Our forebears used simple, organic structures of “social architecture” to assure that all voices were heard in order to find their way to the same kind of balance that they saw in the rest of nature. Nature uses universal principles of balance to foster life that is capable of sustaining itself generation after generation after generation. These principles became known in many diverse cultures of the Americas as "The Medicine Way."

Medicine, as used in the term "Medicine Way," comes from a mistranslation of the word Medowewin, an indigenous word meaning "Wholeness." A Medicine Man or Woman was one who aided a person in restoring a larger wholeness to his or her body and life.

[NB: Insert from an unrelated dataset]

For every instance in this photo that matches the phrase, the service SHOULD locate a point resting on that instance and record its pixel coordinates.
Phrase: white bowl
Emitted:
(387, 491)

The term "Medicine Way," therefore, means a Way of Wholeness - a way where each decision is considered from a number of perspectives, so that nothing is left out - a way where our connection to the larger whole of life is built in to our thinking, speaking and acting - a way in which we see ourselves as a part of life, not separate from it - a way in which the Sacred, or the Holy is not compartmentalized, but is invoked and considered in all of our human activities - particularly in the ways we interact with each other every day.

Medicine Wheels are maps of wholeness and balance derived from thousands of years of observing what “works” in natural systems. Each wheel is related to and builds upon every other wheel. There are wheels for knowing ourselves, wheels for gathering wisdom, for making decisions, wheels for healing and many other wheels for seeing into and resolving life’s difficult challenges. We might think of them as compasses that help us find our way when we are lost, in danger or seeking to discover the next layer of awareness of who we are, how we choose to live and what is ours to do in this life.

Finding and voicing our soul's longing is not enough…. If our intention is to change who we essentially are, we will fail. If our intention is to become who we essentially are, we cannot help but live true to the deepest longings of our soul.” Oriah Mountain Dreamer, The Dance. In the Medicine Way, there is no greater responsibility than to live and express fully the essence of who we are – in concert and harmony with other humans and with all of life.